Ebola open data analysis completed

Over the last few weeks I surveyed every bit of available data on the 2014 Ebola Outbreak in West Africa that I could find. There were two major sub-tasks to the survey: broad-search and then dig-into-the-good-stuff.

For the first sub-task, the work started with cataloging the datasets on eboladata.org. I sifted through those 36 (and growing) datasets. My analysis of those can be found on the EbolaMapper wiki at Datasets Listed on eboladata.org. An additional part of this first sub-task was to catalog the datasets available at HDX and NetHope.

I have posted the conclusions of sub-task #1 on the wiki at Recommendations for Data to Use in Web Apps. The humanitarian community seems most comfortable with CSV and Excel spreadsheets. Coming from a web services background I expected a JSON or XML based format, but the humanitarians are not really thinking about web services, although the folks at HDX started on an effort which shows promise. Finally, for data interchange, the best effort within the CVS/spreadsheet space is #HXL.
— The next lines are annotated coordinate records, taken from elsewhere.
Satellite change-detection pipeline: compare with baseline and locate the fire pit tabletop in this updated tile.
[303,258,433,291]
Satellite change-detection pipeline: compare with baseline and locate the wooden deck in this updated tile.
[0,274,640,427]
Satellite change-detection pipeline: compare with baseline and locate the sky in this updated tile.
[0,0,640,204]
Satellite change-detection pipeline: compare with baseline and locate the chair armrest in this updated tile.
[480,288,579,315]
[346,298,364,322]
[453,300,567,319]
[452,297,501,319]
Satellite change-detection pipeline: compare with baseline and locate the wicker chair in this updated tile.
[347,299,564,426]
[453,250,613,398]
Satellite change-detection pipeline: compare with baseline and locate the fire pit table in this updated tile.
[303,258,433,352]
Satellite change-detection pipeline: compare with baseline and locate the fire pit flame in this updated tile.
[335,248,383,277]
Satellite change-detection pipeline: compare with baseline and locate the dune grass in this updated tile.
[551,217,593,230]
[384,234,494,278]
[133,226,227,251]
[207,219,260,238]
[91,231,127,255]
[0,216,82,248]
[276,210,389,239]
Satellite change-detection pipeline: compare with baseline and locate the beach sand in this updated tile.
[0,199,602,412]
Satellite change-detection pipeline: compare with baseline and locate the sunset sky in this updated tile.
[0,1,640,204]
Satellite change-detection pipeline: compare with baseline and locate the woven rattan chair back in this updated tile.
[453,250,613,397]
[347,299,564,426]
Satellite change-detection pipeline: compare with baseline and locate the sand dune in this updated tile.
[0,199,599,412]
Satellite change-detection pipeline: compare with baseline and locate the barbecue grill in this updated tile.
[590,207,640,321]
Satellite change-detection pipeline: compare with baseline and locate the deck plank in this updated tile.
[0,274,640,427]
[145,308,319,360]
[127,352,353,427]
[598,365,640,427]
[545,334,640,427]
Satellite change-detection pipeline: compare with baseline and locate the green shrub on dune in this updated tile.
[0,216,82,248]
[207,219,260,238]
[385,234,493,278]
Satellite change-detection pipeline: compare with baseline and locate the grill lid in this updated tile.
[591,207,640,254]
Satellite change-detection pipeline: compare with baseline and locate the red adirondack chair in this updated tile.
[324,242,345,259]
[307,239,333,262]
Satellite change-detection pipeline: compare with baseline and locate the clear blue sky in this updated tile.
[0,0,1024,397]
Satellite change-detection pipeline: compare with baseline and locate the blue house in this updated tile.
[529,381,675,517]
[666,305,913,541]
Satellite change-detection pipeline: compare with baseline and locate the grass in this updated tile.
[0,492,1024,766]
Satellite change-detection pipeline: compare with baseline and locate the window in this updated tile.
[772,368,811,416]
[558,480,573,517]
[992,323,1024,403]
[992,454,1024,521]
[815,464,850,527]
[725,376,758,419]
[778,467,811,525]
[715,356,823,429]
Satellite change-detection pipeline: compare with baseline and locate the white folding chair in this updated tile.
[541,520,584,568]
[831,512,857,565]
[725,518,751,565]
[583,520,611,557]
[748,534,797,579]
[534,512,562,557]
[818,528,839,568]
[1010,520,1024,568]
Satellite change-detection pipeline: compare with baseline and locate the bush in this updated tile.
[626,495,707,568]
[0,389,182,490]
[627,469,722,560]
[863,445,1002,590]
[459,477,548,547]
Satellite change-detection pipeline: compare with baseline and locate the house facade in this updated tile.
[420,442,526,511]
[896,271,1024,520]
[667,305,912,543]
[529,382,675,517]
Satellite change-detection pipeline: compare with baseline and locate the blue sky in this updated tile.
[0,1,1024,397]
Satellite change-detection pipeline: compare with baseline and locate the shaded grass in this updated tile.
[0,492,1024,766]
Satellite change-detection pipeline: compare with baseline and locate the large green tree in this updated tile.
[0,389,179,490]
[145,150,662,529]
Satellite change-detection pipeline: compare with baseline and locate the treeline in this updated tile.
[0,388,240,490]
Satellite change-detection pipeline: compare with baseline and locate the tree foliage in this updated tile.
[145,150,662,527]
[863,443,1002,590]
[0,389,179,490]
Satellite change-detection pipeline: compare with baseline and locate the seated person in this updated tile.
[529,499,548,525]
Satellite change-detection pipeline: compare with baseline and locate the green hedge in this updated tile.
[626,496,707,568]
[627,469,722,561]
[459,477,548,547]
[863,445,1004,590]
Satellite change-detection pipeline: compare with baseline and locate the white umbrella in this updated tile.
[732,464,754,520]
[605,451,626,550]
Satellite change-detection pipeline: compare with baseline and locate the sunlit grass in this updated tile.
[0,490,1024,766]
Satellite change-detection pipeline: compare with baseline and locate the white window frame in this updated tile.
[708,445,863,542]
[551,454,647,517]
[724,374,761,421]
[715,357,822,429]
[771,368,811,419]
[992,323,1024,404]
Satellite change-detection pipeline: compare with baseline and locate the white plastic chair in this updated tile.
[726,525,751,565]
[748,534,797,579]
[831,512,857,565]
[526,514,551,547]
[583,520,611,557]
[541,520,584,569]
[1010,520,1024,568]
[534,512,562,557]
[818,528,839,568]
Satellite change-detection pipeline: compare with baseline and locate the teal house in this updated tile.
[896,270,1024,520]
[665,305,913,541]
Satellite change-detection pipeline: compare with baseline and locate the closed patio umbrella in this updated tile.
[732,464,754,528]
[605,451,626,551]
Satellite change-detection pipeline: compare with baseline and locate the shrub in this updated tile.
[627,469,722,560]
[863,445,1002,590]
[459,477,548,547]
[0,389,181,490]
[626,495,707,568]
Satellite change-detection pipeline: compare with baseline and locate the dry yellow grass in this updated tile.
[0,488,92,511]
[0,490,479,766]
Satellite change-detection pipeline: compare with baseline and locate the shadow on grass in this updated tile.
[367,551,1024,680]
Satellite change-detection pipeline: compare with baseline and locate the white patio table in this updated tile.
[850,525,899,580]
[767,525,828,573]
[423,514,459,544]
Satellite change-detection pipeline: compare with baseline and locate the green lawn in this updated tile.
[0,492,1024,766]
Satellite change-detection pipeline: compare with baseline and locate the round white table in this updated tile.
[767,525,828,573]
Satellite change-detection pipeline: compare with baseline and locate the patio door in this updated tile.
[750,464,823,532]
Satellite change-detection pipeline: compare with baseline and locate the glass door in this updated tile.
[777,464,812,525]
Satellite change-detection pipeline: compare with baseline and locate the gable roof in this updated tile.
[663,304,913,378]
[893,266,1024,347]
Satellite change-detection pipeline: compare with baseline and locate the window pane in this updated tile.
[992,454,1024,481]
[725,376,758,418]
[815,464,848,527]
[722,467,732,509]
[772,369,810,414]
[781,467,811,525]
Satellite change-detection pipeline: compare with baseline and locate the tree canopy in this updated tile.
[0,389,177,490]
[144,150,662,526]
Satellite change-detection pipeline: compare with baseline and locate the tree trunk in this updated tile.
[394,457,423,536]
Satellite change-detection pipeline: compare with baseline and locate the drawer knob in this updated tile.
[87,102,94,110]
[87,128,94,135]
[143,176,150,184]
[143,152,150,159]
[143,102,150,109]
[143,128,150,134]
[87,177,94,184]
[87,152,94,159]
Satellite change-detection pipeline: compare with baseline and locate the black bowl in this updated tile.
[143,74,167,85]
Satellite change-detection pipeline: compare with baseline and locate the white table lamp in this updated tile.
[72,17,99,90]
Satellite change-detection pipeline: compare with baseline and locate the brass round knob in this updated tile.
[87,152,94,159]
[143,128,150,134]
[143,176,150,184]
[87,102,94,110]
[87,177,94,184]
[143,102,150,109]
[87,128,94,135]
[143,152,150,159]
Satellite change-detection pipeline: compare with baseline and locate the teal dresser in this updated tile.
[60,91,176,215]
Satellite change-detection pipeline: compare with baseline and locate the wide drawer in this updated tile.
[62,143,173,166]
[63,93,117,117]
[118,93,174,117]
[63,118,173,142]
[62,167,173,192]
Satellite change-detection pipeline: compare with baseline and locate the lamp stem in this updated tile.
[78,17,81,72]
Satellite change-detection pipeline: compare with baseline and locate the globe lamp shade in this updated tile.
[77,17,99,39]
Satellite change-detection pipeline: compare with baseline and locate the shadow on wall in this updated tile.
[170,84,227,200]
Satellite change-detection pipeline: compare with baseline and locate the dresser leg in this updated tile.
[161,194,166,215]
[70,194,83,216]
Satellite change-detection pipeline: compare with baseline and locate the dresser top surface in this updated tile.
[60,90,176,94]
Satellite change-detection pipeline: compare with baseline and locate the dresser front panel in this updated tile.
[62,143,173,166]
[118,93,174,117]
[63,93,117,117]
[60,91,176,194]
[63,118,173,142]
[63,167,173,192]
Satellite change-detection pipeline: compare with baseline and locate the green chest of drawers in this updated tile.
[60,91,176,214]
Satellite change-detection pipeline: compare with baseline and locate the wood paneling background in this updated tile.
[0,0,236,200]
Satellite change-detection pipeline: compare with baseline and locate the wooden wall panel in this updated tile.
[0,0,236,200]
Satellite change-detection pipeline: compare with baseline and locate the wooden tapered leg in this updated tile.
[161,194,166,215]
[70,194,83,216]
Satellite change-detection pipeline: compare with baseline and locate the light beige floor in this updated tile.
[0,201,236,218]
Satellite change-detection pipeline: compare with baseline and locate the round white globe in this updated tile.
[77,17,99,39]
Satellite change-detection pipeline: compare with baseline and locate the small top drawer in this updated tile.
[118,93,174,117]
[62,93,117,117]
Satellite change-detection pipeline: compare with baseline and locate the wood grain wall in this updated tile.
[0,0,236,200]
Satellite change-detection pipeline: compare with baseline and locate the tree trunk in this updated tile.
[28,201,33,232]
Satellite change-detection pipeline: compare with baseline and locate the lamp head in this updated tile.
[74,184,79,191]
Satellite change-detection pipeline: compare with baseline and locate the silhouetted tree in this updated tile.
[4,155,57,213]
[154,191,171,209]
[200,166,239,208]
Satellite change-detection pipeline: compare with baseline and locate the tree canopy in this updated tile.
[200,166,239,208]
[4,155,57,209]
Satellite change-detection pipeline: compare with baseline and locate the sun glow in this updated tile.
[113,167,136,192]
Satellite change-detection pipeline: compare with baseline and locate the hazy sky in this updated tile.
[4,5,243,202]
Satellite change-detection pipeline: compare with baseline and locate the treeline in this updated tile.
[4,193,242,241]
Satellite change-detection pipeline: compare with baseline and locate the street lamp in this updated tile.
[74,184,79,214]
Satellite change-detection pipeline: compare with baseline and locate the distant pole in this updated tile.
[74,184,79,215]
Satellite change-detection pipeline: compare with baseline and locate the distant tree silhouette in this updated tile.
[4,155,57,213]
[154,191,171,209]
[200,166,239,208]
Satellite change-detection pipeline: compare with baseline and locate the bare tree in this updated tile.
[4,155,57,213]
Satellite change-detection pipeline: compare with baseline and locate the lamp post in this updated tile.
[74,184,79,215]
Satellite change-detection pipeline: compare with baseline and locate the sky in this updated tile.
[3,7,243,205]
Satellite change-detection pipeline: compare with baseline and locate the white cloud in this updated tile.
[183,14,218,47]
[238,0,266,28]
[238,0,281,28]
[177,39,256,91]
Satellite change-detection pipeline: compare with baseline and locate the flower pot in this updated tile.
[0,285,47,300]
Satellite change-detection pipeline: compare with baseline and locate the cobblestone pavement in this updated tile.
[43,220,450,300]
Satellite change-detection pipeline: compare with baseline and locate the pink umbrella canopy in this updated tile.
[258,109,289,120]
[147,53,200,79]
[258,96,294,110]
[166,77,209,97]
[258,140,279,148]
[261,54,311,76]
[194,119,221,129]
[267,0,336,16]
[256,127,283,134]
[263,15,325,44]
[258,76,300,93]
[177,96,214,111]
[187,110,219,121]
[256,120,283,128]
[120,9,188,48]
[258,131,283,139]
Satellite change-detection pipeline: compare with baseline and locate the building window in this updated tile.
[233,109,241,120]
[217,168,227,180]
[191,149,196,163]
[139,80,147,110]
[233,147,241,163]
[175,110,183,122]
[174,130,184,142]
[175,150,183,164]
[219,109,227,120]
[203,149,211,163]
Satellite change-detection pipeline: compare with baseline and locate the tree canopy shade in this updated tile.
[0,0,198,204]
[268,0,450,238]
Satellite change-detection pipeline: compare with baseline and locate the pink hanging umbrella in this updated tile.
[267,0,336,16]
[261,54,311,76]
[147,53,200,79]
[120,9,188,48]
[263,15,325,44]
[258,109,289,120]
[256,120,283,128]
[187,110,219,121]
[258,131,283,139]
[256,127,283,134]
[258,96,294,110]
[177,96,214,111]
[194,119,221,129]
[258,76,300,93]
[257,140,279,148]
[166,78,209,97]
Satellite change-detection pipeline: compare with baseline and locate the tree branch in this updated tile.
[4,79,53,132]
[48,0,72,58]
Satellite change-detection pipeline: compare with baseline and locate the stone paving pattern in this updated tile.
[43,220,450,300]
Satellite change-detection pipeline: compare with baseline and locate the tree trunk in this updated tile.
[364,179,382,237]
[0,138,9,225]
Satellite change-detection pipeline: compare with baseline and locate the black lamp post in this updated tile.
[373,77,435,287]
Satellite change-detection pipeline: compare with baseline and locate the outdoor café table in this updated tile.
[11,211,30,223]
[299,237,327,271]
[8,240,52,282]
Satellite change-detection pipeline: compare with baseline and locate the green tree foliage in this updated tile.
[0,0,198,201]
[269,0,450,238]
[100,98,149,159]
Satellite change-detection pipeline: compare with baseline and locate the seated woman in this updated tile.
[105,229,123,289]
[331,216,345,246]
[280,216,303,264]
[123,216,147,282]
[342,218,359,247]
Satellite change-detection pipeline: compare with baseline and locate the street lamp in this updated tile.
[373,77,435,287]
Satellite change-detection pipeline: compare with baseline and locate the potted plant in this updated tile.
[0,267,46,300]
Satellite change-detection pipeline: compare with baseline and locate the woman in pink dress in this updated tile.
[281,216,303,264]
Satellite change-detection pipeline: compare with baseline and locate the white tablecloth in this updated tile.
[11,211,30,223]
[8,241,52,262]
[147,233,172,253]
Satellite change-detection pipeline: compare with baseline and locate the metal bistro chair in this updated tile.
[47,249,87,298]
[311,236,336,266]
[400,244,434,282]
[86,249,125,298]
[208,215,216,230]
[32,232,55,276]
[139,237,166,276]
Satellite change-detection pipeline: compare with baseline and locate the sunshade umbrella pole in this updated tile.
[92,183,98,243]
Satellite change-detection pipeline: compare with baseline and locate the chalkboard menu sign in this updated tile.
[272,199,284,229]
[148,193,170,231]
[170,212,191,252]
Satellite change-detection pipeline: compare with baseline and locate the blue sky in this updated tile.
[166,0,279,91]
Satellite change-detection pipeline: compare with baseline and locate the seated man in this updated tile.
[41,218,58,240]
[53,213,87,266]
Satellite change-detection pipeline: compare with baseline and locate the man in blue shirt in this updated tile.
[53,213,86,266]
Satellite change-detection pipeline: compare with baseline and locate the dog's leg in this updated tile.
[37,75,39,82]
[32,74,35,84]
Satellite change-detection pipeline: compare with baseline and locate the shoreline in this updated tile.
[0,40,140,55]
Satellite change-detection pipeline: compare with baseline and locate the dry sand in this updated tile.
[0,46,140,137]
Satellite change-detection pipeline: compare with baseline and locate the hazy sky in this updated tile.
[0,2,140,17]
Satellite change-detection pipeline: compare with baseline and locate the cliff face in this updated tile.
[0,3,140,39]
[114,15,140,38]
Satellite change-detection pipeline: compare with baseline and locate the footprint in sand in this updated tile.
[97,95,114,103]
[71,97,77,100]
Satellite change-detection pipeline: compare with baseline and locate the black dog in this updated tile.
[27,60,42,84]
The second major sub-task centered on hunting down any “hidden” JSON: finding the best visualizations on the web and dissecting them with various web dev-tools in order to ferret out the JSON. That which was found could be considered “private” APIs; it seems that there has not yet been any attempt to come up with a API (JSON and/or XML) for infectious disease records. At best, folks just pass around non-standard but relatively simple CSVs and then manually work out the ETL hassles. My analysis of the web service-y bits can be found on EbolaMapper wiki as well at JSON Ebola2014 Data Found on the Web.

My conclusion from the second sub-task is that the world needs a standard data format for outbreak time series, one which is friendly to both the humanitarian community and to web apps, especially for working with mapping software (read: Leaflet). Someone should do something about that.